I don't know whether the following would help you as well:        


*

*I've once considered a type of home-brewn matrix-summation-method using the matrix of Eulerian numbers. In the second part of my explorations I look at the cases, where my method cannot assign a finite value, but at most infinity and somehow a "finite residue" (or so).
Anyway, instead of getting the Euler-constant $\gamma_0$ for a regularization of the harmonic series as suggested by the Ramanujan-summation-method (or by computation for the second coefficient of the Laurent-series for $\zeta(1+x)$) the value $\log(2)$ pops up - and for the regularization of your series the "residual" value $2/27$ pops up - but I'm not qualified to put this in a reliable and correct context yet.  If you like to read then look at my homepage par. 3.3 and 3.4 Perhaps this gives a suggestion and hopefully you can help me to find the correct context.... . *(Surely I'll have to rewrite this, to clear up many messy statements and/or formulations - for instance instead of talking of zeta-series I should talk of polylog-series given my specific framework of matrix-summation - , but perhaps there is still something readable and/or worth for you.)* 

A: Analytic continuation is a very fragile method of summation that often produces inconsistent results depending on what function we choose to continue.
But for this series all the mutually compatible summation methods give the same result.
Moreover, the number $-\frac1{12}$ is just the finite part of the full number.

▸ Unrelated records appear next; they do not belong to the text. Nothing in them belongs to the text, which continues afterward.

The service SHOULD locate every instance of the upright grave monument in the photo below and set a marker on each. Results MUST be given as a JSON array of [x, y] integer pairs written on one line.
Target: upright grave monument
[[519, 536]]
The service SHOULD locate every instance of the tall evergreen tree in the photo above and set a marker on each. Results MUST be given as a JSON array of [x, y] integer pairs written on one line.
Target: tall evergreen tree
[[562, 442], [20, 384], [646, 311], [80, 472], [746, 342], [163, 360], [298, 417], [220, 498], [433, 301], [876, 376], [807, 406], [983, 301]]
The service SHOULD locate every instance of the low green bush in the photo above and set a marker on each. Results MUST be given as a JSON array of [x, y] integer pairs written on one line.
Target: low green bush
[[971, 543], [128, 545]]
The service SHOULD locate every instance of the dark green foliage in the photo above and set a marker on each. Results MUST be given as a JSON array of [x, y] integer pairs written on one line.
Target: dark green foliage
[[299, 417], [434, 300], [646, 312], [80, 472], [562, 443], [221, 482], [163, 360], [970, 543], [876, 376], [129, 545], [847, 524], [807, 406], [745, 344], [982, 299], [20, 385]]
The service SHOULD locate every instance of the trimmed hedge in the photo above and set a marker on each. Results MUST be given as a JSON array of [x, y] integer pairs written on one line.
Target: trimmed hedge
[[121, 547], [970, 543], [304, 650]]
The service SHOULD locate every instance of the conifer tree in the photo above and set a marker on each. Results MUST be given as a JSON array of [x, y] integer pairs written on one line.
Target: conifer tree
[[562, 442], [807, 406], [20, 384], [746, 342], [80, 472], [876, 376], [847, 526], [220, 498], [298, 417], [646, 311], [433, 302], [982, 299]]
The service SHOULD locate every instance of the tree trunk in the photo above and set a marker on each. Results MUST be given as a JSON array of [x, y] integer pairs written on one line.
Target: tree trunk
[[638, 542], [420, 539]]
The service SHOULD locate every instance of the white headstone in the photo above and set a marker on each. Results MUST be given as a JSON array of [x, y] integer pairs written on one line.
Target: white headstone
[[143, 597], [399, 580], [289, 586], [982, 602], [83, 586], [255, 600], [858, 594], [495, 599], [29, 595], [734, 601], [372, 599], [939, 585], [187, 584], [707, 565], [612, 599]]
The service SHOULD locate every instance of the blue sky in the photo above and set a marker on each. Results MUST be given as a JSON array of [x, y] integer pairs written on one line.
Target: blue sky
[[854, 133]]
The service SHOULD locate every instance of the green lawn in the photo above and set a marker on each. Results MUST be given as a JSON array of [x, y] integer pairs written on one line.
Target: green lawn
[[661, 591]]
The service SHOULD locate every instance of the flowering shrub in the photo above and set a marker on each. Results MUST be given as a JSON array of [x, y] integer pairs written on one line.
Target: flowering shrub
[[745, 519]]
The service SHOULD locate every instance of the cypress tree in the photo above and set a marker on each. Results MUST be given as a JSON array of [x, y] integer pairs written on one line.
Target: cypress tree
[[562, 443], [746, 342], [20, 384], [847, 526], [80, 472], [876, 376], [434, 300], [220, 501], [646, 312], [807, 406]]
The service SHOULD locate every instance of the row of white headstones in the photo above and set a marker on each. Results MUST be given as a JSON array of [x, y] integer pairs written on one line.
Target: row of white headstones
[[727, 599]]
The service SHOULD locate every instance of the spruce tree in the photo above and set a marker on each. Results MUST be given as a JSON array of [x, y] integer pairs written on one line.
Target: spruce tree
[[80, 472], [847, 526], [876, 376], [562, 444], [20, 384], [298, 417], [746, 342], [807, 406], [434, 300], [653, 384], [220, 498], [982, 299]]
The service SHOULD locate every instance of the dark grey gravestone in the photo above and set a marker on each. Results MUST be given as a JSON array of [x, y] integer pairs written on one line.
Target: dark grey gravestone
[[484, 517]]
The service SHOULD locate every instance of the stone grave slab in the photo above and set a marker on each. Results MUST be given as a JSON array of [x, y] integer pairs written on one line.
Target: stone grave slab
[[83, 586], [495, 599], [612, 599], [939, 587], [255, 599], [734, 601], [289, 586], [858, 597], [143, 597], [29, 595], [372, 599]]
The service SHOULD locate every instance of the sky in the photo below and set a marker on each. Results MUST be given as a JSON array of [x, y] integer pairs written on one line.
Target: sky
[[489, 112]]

Using approach described here one can obtain the full form of the sum in terms of divergent sums/integrals:
$$\sum_{k=0}^\infty k = \frac{\tau^2}2-\frac1{24}$$
where $\tau=\int_0^\infty dx=\pi\delta(0)$.
Here you can see the full values of the sums of other divergent series (you would need a MathML-capable browser, such as Firefox, not Chrome or Edge): https://exnumbers.miraheze.org/wiki/Main_Page
UPDATE NOTE The approach mentioned in this article introduces umbral-type multiplication of divergent integrals and series. There are other possible definitions, that maybe simplier in certain respects.
A: The claim $\sum_{n=1}^{\infty} n = - \frac{1}{12}$ depends directly on the Riemann $\zeta$-function. In fact for any constant $c$ one can find a series $\sum a_n(s)$ of functions such that 


*

*on some subset of the complex plane the series converges and defines a function $f$ that is holomorphic on that subset

*this function $f$ can be extended meromorphically to the entire complex plane

*$a_n(-1)=n$

*the meromorphic continuation of $f$ evaluated at $-1$ is exactly $c$.


If you use $a_n(s)=\frac{1}{n^{s}}$ you get the Riemann $\zeta$-function but that doesn't make $\sum_{n=1}^{\infty} n = - \frac{1}{12}$ any more correct than assigning any other value to this divergent sum.